Here is a short snippet in nodejs. Maybe its helpfull for someone.

  import * as fs from "fs";
            import FormData from "form-data";
            import axios from "axios";

            const apiK = process.env.OPENAI_API_KEY;
            let fileBuffer = fs.readFileSync(yourfilepath)
            const headers = {
                'Authorization': `Bearer ${apiK}`,
            };

            const form = new FormData();
            form.append('file', fileBuffer, {filename: 'audio.webm', contentType: 'audio/webm'})
            form.append('model', 'whisper-1');

            axios.post('https://api.openai.com/v1/audio/transcriptions', form,
                {
                    headers: {...form.getHeaders(), ...headers}
                }
            )
                .then(response => {
                    console.log(response.data);
                })
                .catch(error => {
                    console.error(error);
                });

Hi there! I was experiencing the same issue, but I found a solution when using the node.js library or fetch:

Initially, I was doing this:

 const file = await toFile(Buffer.from(data));

Somehow, I managed to make it work without the library, and then I asked myself: WHY?!

Here is the reason:

 const file = await toFile(Buffer.from(data), 'audio.mp3');

This worked for both the node.js library and a pure fetch request.

I’m not really sure why, but I believe it has to do with the “name” inference in the “toFile()” method:

@param name — the name of the file. If omitted, toFile will try to determine a file name from bits if possible.

Note it says Try

When I manually added the name and type, it worked properly. However, when I removed it, I started getting nonstop errors.

Partly, I think this happened because I am fetching the file from a URL on the internet hosted by an external service, and from there, I am creating a Buffer. Perhaps some information got lost in the process, and it probably shouldn’t be an issue if you simply retrieve a file that is submitted from a form on the frontend.

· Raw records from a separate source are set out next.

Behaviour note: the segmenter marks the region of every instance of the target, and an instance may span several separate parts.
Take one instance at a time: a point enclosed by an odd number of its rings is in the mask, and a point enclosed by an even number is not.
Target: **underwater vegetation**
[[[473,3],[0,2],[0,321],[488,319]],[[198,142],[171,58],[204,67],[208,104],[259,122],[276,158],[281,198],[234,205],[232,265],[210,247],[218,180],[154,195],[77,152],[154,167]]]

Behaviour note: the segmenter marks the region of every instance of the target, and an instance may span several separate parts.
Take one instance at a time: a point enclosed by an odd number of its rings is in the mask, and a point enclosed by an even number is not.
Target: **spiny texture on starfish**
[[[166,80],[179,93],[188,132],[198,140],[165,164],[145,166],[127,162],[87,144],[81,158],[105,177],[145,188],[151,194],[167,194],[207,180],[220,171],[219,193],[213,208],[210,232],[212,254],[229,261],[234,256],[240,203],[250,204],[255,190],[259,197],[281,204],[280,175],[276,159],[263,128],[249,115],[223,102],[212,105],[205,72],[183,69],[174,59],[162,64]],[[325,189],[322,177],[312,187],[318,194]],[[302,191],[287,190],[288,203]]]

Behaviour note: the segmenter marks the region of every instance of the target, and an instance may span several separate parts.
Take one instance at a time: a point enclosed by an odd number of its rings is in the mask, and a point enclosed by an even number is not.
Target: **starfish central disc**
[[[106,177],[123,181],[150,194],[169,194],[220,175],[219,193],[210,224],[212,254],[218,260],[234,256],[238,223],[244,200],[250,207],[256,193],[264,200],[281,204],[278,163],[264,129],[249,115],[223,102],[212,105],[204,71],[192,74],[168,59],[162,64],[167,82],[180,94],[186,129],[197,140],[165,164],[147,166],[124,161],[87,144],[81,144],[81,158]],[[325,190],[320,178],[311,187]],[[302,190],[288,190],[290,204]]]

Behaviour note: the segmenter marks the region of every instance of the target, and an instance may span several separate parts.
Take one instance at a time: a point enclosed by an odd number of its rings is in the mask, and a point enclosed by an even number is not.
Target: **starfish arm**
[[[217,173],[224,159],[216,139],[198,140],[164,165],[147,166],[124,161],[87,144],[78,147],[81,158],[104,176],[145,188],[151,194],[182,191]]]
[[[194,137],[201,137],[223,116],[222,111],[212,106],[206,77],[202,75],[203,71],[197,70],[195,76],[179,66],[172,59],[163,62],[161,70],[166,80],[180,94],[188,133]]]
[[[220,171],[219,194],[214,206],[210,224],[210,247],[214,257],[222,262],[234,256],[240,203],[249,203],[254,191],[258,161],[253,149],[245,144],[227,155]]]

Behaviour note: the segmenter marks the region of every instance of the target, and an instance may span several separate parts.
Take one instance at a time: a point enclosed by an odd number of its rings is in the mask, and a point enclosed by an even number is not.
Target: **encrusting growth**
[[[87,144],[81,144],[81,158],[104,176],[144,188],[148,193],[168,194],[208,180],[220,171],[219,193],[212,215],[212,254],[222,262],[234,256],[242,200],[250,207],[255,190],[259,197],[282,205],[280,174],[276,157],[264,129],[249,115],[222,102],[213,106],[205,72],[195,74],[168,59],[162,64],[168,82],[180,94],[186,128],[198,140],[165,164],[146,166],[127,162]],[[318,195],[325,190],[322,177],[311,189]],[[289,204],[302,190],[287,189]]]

Here is my complete code, just for reference:
(It is a Next.ts 14 API route.ts)

import { prisma } from '@/lib/prisma';
import { NextResponse } from 'next/server';
import axios from 'axios';
import { z } from 'zod';
import { openAiApi } from '@/lib/openai';
import { toFile } from 'openai/uploads';

const paramsSchema = z.object({
  id: z.string().uuid(),
});
const bodySchema = z.object({
  prompt: z.string(),
});
export async function POST(
  request: Request,
  context: { params: { id: string } }
) {
  const body = await request.json();
  try {
    const { id } = paramsSchema.parse(context.params);
    const { prompt } = bodySchema.parse(body);

    const video = await prisma.video.findUniqueOrThrow({ where: { id } });

    const { data } = await axios.get(video.path, {
      responseType: 'arraybuffer',
    });
    const file = await toFile(Buffer.from(data), 'audio.mp3');

    const transcription = await openAiApi.audio.transcriptions.create({
      file: file,
      model: 'whisper-1',
      language: 'en',
      response_format: 'verbose_json',
      temperature: 0.1,
      prompt,
    });

    return NextResponse.json({ id, prompt, transcription }, { status: 200 });
  } catch (err) {
    if (err instanceof z.ZodError) {
      return NextResponse.json({ error: err.issues }, { status: 400 });
    }
    return NextResponse.json({ error: err }, { status: 500 });
  }
}

1 Like

Spent two days trying to figure this out. In the end, I had to use a ‘multipart/form-data’ class to encode the request; however, when I sent the encoded data, I had to omit the ‘multipart/form-data’ type from the POST request. I hope this will help others save time.

Update: My code was overriding the ‘Content-Type’; for example, I set the following:

headers->Insert("Content-Type", "multipart/form-data; boundary={$boundry}");

By passing multipart/form-data to POST the Content-Type header was being overridden and the boundary parameter was missing.